Affirmer que ce monde fait naufrage et qu’une poignée d’entre nous se bâffrent sur ses décombres ne relève pas du complotisme, mais d’une évidente lucidité de la part des peuples abandonnés à leur sort dans un monde organisé par et pour le profit, au mépris de la viabilité de la planète et de la survie de sa biodiversité. Crier aux loups face aux complotistes, c’est s’efforcer de fermer les yeux, se boucher le nez et les oreilles face à ce qui nous arrive. D’ailleurs, ce sont souvent les mêmes qui s’indignent face aux complotistes et qui s’empressent de fustiger le « catastrophisme » de Greta Thunberg et de la « nouvelle religion écologiste ». Dénigrer et disqualifier les théories du complot, c’est aussi dénier aux masses leur dernière liberté. Celle de chercher à comprendre et exprimer ce qui nous arrive en identifiant, non pas ceux qui tirent les ficelles, mais ceux qui nouent les fils et roulent la pelote. La pelote, c’est justement cette chose qui ne cesse de grandir tandis qu’elle enroule les fils de la confusion globalisée, qui protège l’exploitation globalisée et prépare un désastre global. Appelez-la croissance, productivisme, Gafam, Capital, ou profit. C’est elle qu’il faut arrêter, pas ceux qui tentent de la dénoncent ou de la combattre, serait-ce maladroitement.

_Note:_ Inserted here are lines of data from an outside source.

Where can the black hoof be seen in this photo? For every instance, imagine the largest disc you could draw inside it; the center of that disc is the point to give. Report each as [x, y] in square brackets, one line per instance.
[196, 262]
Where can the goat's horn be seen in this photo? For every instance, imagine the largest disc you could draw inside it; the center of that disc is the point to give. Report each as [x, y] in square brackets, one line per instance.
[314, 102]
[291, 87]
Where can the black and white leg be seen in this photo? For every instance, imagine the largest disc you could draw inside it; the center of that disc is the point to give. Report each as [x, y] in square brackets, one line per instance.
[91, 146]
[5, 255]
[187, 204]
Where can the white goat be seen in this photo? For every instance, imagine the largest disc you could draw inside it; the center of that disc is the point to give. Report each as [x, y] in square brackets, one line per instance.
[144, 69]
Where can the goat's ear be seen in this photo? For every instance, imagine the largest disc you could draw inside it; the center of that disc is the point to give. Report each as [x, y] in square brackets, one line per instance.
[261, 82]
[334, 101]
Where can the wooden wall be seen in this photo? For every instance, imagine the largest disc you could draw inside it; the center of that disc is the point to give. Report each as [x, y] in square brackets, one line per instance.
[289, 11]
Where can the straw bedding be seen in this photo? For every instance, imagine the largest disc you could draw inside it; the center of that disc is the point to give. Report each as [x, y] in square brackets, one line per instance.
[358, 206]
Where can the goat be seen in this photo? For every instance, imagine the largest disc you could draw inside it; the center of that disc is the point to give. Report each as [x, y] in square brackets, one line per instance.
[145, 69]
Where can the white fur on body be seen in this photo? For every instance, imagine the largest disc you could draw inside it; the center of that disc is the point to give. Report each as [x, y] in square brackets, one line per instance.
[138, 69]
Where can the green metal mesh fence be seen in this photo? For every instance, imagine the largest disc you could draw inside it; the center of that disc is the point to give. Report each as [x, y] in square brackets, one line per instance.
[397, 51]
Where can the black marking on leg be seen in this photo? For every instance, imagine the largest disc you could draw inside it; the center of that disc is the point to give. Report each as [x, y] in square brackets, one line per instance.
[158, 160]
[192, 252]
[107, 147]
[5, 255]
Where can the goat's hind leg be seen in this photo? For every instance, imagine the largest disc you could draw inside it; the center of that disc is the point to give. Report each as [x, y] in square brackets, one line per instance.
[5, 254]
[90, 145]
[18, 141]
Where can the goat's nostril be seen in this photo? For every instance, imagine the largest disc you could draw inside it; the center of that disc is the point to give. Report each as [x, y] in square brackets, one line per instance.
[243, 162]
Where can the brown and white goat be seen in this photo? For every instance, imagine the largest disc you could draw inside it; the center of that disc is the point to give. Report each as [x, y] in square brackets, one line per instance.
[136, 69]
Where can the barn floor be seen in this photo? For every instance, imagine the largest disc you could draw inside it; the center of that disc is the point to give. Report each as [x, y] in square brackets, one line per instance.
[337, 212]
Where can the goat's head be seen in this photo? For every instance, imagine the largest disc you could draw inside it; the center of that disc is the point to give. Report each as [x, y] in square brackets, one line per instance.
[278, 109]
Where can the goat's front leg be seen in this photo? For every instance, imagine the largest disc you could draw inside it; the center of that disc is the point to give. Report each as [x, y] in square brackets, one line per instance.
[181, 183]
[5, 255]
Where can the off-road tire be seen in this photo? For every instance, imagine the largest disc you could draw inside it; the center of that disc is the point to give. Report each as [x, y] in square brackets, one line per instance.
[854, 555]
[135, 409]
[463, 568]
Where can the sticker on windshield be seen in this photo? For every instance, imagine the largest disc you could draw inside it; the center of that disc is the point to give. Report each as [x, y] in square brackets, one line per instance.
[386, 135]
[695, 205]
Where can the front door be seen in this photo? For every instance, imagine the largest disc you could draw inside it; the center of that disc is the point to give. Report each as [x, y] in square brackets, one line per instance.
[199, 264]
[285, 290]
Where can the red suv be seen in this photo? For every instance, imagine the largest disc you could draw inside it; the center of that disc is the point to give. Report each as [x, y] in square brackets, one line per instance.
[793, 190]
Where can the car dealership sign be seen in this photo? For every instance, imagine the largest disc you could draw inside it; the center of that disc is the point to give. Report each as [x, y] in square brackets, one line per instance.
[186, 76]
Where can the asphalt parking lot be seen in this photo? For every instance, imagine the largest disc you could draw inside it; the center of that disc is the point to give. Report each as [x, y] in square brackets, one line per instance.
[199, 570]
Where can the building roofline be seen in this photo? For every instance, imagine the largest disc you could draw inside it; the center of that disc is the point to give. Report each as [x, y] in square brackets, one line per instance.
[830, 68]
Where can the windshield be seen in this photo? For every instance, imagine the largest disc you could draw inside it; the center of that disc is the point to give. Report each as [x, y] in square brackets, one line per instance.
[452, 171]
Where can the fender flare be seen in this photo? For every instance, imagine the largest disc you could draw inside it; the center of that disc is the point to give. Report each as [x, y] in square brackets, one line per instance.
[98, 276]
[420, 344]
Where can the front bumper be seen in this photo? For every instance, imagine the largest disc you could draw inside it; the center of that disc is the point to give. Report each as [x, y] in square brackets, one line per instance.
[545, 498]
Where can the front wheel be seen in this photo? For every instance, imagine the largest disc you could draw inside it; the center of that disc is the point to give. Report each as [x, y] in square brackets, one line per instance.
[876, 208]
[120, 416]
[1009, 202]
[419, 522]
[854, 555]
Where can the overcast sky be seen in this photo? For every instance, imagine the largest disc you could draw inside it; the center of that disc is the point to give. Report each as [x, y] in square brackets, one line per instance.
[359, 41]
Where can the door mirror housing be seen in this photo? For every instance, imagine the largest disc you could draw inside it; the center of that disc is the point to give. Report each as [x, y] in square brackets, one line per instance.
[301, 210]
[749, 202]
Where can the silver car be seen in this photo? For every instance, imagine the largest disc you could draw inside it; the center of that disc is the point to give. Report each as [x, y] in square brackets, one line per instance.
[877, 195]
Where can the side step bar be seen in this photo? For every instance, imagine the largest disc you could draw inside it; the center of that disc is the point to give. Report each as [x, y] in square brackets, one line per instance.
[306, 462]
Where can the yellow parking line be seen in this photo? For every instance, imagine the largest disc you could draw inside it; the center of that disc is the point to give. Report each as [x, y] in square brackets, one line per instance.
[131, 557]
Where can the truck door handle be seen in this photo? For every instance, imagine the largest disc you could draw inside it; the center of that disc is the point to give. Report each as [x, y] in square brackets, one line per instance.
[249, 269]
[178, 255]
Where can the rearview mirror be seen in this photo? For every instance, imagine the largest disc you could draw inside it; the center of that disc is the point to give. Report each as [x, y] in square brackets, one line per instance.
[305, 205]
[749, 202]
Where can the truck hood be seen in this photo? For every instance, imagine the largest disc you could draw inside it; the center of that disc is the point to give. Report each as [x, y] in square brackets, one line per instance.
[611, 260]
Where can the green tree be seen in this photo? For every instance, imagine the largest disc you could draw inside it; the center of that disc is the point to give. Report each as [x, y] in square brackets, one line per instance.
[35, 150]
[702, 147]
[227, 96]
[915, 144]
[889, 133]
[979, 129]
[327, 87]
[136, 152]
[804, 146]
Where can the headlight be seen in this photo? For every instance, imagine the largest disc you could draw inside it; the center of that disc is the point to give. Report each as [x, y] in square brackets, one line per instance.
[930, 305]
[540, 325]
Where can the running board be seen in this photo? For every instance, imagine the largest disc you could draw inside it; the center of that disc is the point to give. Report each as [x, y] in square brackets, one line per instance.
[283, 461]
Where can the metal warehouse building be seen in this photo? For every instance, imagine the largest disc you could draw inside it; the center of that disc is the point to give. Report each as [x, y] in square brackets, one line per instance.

La convergence d’intérêts et de puissances qui fait la guerre aux habitants de la terre mérite une intelligibilité qui nous mette en capacité de résister collectivement et de déjouer les récits dominants de la mondialisation. Le complotisme est peut-être ce type d’arme, l’une des dernières armes de défense de la démocratie. La meilleure preuve en est sans doute que l’accusation de complotisme est brandie à chaque fois qu’émerge un discours dont la simplicité est susceptible de pointer du doigt et de mettre en danger la machine néolibérale.